Examining the eligibility requirements, DHS has stated that “continuous residence” in the U.S. since June 15, 2007 will not be interrupted by brief, casual, and innocent absences from the country.  Many circuit court decisions have discussed the exact meaning of those terms.  As such, a grant of DACA status may depend on the explanation and documentation of any absences. The DHS definition of continuous residence apparently leaves the door open to DACA for applicants who triggered the unlawful presence and unlawful reentry “permanent bar”.  Individuals who do not currently meet the education requirement will be able to enroll in various educational programs in order to qualify.  

USCIS will not automatically grant an application for DACA.  The policy is an exercise of discretion.  Therefore, the applicant will need to show not only that they are statutorily eligible for the benefit but also that they warrant a favorable exercise if discretion. 
USCIS has the absolute authority to deny DACA applications for any reason. Any of the following results are possible after filing:

1. USCIS may deny the application.  There is no appeal or reconsideration.  If it is denied, it may be too late to obtain professional help.

2. The entire application may be rejected. Yes, it can be resubmitted with the essential information required. However, it may not be sent back for several months and the resubmission process may result in a delay of several more months which will result in loss of wages and other opportunities.

3. USCIS may issue what is a called a request for further evidence (RFE). Once again, an applicant may lose up to or more than 1 year of the right to work; mistakes can be costly.

4. If you satisfy USCIS that you are both statutorily eligible and worthy of a favorable exercise of discretion, you will be granted deferred action status and a work authorization/ID card will be issued.

Criminal history is extremely important.  That covers more than just convictions for various crimes.  Arrests and prosecutions in juvenile court can be considered.  While expungements of criminal convictions are usually not recognized in the immigration context, they will be considered for DACA.  Alcohol-related violations will be treated very seriously.  Driving under the influence (“DUI”) is a significant misdemeanor and disqualifying conviction for DACA. “Wet-reckless” or other alcohol involved convictions (or arrests) will be relevant.  However, as stated above, so will the expungement of those convictions upon successful completion of probation.      

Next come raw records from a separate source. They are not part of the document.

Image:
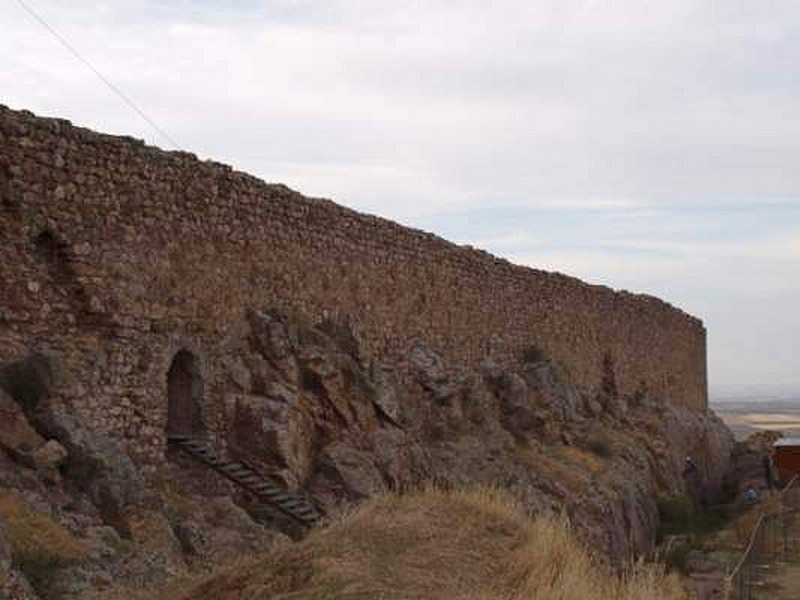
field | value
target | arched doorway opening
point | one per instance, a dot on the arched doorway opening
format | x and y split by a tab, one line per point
184	388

DACA applicants may have the ability to travel through advance parole.  However, this benefit is not automatic. DHS has indicated that advance parole will only be given for humanitarian, economic, or educational reasons.  Moreover, the applicant must obtain advance parole before leaving the United States or they will forfeit their eligibility for relief.  In no circumstances, should a DACA applicant or recipient travel without said advance parole document.  

It is important to get this one right. We recommend consulting with an experienced and licensed immigration attorney to ensure success.